Если национализм подразумевал политическую дезинтеграцию монархии Габсбургов, то в Германии его направленность была интегративной, он стремился спаять воедино разрозненные части якобы единого немецкого отечества. Как именно будет выглядеть новая Германия на практике, было неясно. Как единство новой нации будет сочетаться с правами и полномочиями традиционных монархий? Сколько власти будет сосредоточено в руках центральной власти? Возглавит ли новый германский союз Австрия или Пруссия? Где будут проходить его границы? Эти вопросы вызывали бесконечные споры и дебаты по мере развития революции. Национальный вопрос обсуждался во всех канцеляриях и законодательных органах немецких государств, но главным театром публичных дебатов стал национальный парламент, открывшийся 18 апреля 1848 года в церкви Святого Павла во Франкфурте-на-Майне. Это собрание, состоящее из депутатов от всех немецких земель, избранных на основе общенационального избирательного права, поставило перед собой задачу разработать конституцию для новой объединенной Германии. Интерьер парламентской палаты, элегантной эллиптической ротонды, был задрапирован в национальные цвета, а доминантой служила огромная картина "Германия" художника Филиппа Вейта. Монументальная аллегорическая работа Вейта, написанная на холсте и висевшая перед органной ложей в главном зале, изображала стоящую женскую фигуру , увенчанную дубовыми листьями, с отброшенными путами у ног; позади нее восходящее солнце пробивается сквозь трехцветное полотнище национального флага.

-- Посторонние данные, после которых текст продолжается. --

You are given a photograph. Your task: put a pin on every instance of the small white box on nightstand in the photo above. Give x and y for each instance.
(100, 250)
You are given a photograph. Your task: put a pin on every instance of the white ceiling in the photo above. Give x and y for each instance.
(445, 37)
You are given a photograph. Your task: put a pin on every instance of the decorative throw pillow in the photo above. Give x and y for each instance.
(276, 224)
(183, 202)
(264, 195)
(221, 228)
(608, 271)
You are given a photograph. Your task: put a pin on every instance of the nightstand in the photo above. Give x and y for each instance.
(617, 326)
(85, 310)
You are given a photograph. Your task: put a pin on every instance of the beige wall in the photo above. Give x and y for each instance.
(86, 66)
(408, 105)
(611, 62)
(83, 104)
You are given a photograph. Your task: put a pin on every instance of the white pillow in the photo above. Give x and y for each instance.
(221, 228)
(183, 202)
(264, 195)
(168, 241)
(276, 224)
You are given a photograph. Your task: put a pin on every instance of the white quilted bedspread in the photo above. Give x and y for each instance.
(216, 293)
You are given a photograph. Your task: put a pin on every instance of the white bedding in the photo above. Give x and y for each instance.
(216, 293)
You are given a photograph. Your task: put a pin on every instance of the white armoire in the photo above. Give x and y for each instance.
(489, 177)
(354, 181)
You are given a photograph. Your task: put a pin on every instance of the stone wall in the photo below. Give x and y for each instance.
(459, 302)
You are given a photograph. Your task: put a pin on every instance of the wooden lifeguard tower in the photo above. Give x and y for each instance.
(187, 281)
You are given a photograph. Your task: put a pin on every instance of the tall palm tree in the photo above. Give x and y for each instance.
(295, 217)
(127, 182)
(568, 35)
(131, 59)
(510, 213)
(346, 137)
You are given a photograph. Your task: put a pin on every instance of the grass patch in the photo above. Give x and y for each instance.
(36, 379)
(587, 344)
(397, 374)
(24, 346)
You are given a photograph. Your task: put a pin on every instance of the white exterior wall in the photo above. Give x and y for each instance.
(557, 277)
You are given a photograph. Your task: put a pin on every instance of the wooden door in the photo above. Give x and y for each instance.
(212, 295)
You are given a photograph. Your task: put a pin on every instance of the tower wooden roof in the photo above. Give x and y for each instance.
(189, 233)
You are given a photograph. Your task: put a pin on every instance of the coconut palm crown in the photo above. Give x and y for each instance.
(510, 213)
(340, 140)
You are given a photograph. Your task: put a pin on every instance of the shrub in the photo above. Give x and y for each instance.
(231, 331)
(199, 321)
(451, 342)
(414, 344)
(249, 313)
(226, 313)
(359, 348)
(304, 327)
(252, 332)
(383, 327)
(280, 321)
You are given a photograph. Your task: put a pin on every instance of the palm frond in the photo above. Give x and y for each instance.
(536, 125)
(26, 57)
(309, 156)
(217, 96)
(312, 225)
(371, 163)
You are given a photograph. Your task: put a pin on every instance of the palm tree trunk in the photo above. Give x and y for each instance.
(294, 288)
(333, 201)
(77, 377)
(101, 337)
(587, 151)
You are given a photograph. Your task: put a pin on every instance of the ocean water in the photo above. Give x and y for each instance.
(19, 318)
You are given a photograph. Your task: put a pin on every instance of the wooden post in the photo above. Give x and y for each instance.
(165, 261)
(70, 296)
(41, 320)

Отношение прусских властей к национальному проекту по необходимости было двойственным. Поскольку националисты бросали принципиальный вызов власти германских территориальных корон, они признавались подрывной и опасной силой. Такова была логика кампании, развернутой против "демагогов" в послевоенные годы. С другой стороны, прусские правительства в принципе не возражали против создания более тесной и сплоченной политической организации германских государств, если этот процесс отвечал властно-политическим интересам Берлина. Именно по этой логике Пруссия поддерживала Таможенный союз и выступала за укрепление конфедеративных механизмов безопасности. К 1840-м годам это последовательное и корыстное стремление к большей межтерриториальной сплоченности предполагало более тонкую реакцию на национализм, чем это было возможно в ближайшие послевоенные годы: если национальными чувствами можно управлять, если их можно кооптировать в некое партнерство с прусским государством, то национальный энтузиазм - это сила, которую можно культивировать и использовать. Разумеется, такая политика могла принести плоды только в том случае, если националистов удавалось убедить в том, что интересы Пруссии и Германии в целом - это одно и то же.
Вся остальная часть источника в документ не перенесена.